## Movie Recommendation System

In [1]:
import pandas as pd

movies=pd.read_csv("movies.csv")

In [2]:
movies

Unnamed: 0,movieId,title,genres
0,1,Toy Story (1995),Adventure|Animation|Children|Comedy|Fantasy
1,2,Jumanji (1995),Adventure|Children|Fantasy
2,3,Grumpier Old Men (1995),Comedy|Romance
3,4,Waiting to Exhale (1995),Comedy|Drama|Romance
4,5,Father of the Bride Part II (1995),Comedy
...,...,...,...
62418,209157,We (2018),Drama
62419,209159,Window of the Soul (2001),Documentary
62420,209163,Bad Poems (2018),Comedy|Drama
62421,209169,A Girl Thing (2001),(no genres listed)


# Title Cleaning Function

This code preprocesses movie titles by removing special characters, keeping only alphanumeric characters and spaces.

## How It Works

1. **Define Cleaning Function**: Uses regex to remove all non-alphanumeric characters (except spaces)
2. **Apply to Dataset**: Creates a new column `clean_title` by applying the function to all movie titles

## Purpose

- Standardizes titles for better matching (e.g., "Spider-Man" becomes "SpiderMan")
- Removes punctuation, symbols, and special characters
- Improves TF-IDF vectorization accuracy by reducing noise

**Example**: "The Matrix: Reloaded" → "The Matrix Reloaded"

In [3]:
import re

def clean_title(title):
    return re.sub("[^a-zA-Z0-9 ]","",title)

In [5]:
movies["clean_title"]=movies["title"].apply(clean_title)

In [6]:
movies

Unnamed: 0,movieId,title,genres,clean_title
0,1,Toy Story (1995),Adventure|Animation|Children|Comedy|Fantasy,Toy Story 1995
1,2,Jumanji (1995),Adventure|Children|Fantasy,Jumanji 1995
2,3,Grumpier Old Men (1995),Comedy|Romance,Grumpier Old Men 1995
3,4,Waiting to Exhale (1995),Comedy|Drama|Romance,Waiting to Exhale 1995
4,5,Father of the Bride Part II (1995),Comedy,Father of the Bride Part II 1995
...,...,...,...,...
62418,209157,We (2018),Drama,We 2018
62419,209159,Window of the Soul (2001),Documentary,Window of the Soul 2001
62420,209163,Bad Poems (2018),Comedy|Drama,Bad Poems 2018
62421,209169,A Girl Thing (2001),(no genres listed),A Girl Thing 2001


# TF-IDF Vectorization Explained

This code uses scikit-learn's `TfidfVectorizer` to convert the cleaned movie titles into a sparse matrix of numerical features.
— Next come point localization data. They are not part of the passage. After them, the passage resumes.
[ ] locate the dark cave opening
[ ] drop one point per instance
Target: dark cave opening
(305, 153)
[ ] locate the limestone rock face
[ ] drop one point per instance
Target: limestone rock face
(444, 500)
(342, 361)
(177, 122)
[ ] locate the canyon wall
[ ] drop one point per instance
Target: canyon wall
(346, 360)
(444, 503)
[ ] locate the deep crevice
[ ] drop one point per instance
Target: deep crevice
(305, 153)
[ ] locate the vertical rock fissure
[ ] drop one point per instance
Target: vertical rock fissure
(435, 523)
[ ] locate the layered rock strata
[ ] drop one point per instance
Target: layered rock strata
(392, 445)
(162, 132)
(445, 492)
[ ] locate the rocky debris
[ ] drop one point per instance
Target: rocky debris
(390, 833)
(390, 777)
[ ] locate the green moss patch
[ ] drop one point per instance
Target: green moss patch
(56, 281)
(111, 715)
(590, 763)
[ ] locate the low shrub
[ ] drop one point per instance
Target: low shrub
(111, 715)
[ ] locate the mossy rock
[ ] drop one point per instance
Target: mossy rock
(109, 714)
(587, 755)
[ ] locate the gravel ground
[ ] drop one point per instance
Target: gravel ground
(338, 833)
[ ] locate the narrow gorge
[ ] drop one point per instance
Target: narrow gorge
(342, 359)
This numerical matrix is essential for machine learning tasks like similarity matching or recommendation systems.

| Component | Purpose | Description |
|-----------|---------|-------------|
| `TfidfVectorizer` | The Tool | Calculates the Term Frequency-Inverse Document Frequency for words, weighting important (rare) words higher. |
| `ngram_range=(1,2)` | Feature Scope | Configures the vectorizer to consider both single words (unigrams) and sequential pairs of words (bigrams) as features. |
| `fit_transform()` | Execution | First, it builds the vocabulary from all titles (fit), then calculates and returns the TF-IDF matrix (transform). |
| `tfidf` | The Output | A sparse matrix where each row represents a movie and each column represents a word/bigram feature, populated with TF-IDF scores. |

## Example: How TF-IDF Works

The TF-IDF score for a word in a document is the product of two measures: **Term Frequency (TF)** and **Inverse Document Frequency (IDF)**.
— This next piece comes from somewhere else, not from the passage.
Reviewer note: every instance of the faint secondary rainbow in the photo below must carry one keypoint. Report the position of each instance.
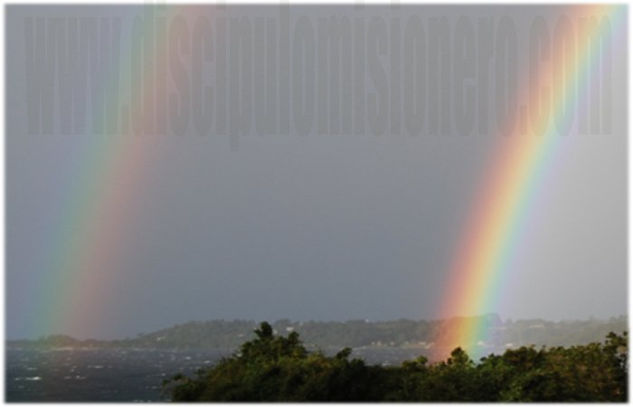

$$\text{TFIDF}(t, d) = \text{TF}(t, d) \times \text{IDF}(t)$$

### 1. Term Frequency (TF)

This measures how frequently a term $t$ appears in a document $d$. (The `TfidfVectorizer` often uses a normalized/smoothed version of this.)

### 2. Inverse Document Frequency (IDF)

This measures how important a term is by weighing down common terms (like "The" or "A") and boosting rarer, more distinctive terms (like "Jedi" or "Inception").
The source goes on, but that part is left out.